La France est le seul pays européen à ne pas avoir rempli ses objectifs de production d’énergies renouvelables. L’Hexagone fait figure de mauvais élève, et malgré un développement croissant des filières du photovoltaïque, de l’éolien et de la méthanisation, le retard sur les objectifs est loin d’être comblé.

 

L’exécutif lance donc en cette fin d’été 2022 une concertation sur son « Projet de loi relatif à l’accélération des énergies renouvelables ». Il porte notamment sur des simplifications de procédures, et dédie des volets entiers à l’éolien offshore et au photovoltaïque.

Simplifier les procédures

La plupart des dispositions du texte portent sur la simplification des procédures, notamment d’évaluation et d’autorisation environnementales. Si l’idée d’une accélération du traitement administratif des dossiers devrait être appréciée par de nombreux acteurs, la régression des exigences environnementales fait bondir des associations de protection de l’environnement comme France Nature Environnement (FNE) ou la Ligue de Protection des Oiseaux (LPO). Le seuil minimal de soumission des projets à ces procédures devrait par ailleurs être relevé.

Le solaire en quête de foncier

L’une des énergies phares de la transition énergétique est le solaire photovoltaïque. Son déploiement marque le pas en France. Moins de la moitié de la puissance prévue dans le dernier appel d’offres de la Commission de régulation de l’énergie (Cre) a ainsi été attribuée (339 MW sur 700 prévus).

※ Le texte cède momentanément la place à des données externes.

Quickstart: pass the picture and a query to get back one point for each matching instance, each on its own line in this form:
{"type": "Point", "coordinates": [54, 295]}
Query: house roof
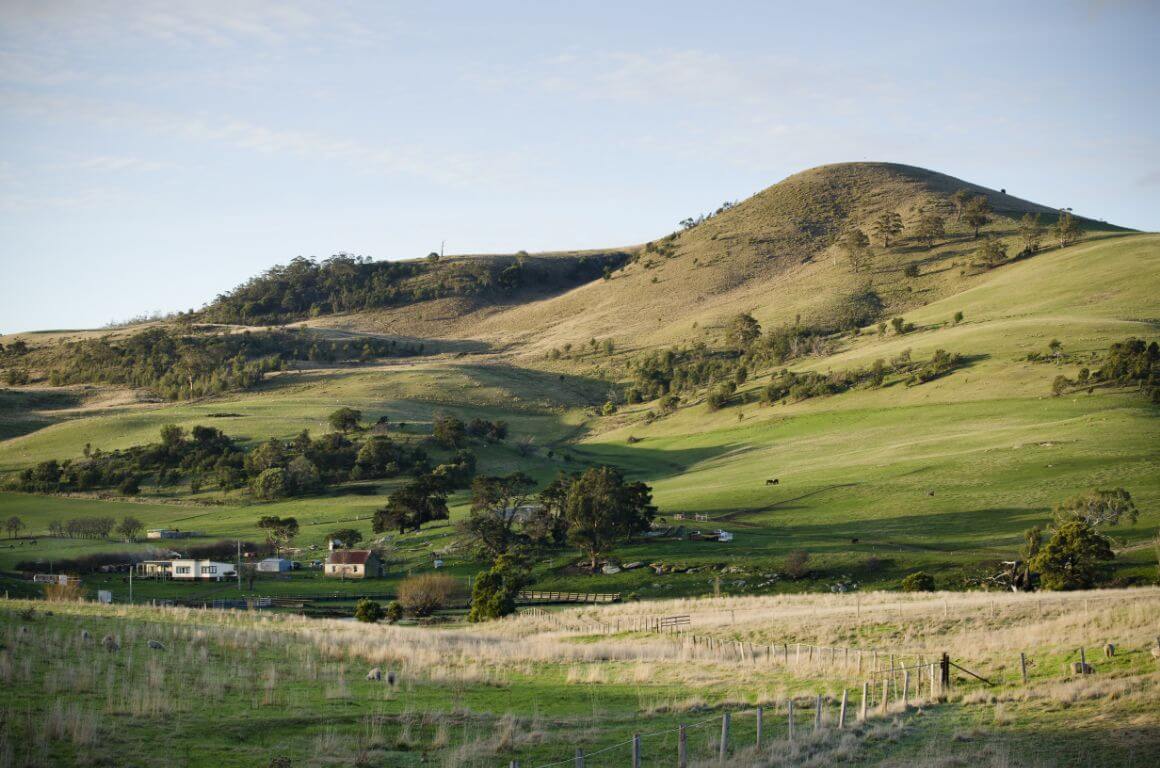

Les zones les plus ensoleillées du pays ne sont même plus celles dans lesquelles les panneaux solaires sont installés.

 

L’une des raisons est le manque de foncier disponible. Face à ce problème, le projet de loi prévoit de libérer du foncier, en bordures des réseaux nationaux de transports, routiers et ferroviaires par exemple. Les parkings sont également visés, avec une proposition d’obligation d’équiper d’ombrières photovoltaïques ceux dont la surface dépasse 2 500 m2, sur au moins la moitié de leur surface.

Redistribuer la valeur

Enfin, Matignon souhaite renforcer le partage de la valeur générée par les installations de production d’énergie renouvelable. Il s’agit de renforcer l’économie des territoires concernés, et faciliter l’acceptabilité des projets.

 

Le projet manque cependant de détails expliquant comment seront partagés les revenus et avec qui. Le texte sera examiné à la rentrée par le Conseil des ministres avant d’être présenté aux parlementaires.